A zone is an interval of values of the validation statistics. The zones are plotted as green or yellow rectangles that span the entire horizontal axis. A model falls in a zone if the value of its validation statistic falls in the zone. You can drag the solid vertical red line to explore solutions within the zones. See Current Model Indicator.
Figure 6.6 shows a Validation Plot for Diabetes.jmp with the vertical axis expanded to show the two zones.
Figure 6.6 Validation Plot for Diabetes.jmp, Lasso with AICc Validation
For these validation methods, two regions are shown in the plot. Denote the validation BIC, AICc, and ERIC values for the best solutions by Vbest.
• The green zone identifies models for which there is strong evidence that a model is comparable to the best model. The green zone is the interval [Vbest, Vbest+4].
• The yellow zone identifies models for which there is weak evidence that a model is comparable to the best model.

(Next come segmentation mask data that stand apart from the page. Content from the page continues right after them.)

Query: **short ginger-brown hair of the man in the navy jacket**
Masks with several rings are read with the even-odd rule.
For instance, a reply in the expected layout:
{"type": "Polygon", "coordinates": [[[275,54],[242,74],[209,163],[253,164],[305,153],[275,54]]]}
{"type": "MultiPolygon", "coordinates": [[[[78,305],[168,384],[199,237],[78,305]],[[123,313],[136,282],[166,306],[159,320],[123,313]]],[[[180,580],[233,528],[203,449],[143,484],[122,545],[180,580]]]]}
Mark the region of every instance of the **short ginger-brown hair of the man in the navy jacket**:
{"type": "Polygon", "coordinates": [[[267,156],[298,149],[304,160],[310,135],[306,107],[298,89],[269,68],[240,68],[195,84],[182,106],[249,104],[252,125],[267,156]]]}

The yellow zone is the interval (Vbest+4, Vbest+10].
For these validation methods, two regions are shown in the plot. At the solution for the best model, the scaled negative log-likelihood functions are evaluated for each validation set. Denote the standard error of these values as LSE. Denote the scaled negative log-likelihood for the best solution by Lbest.
• The green zone identifies models for which there is strong evidence that a model is comparable to the best model. The green zone is the interval [Lbest, Lbest+LSE].
• The yellow zone identifies models for which there is weak evidence that a model is comparable to the best model. The yellow zone is the interval (Lbest+LSE, Lbest+2.5*LSE].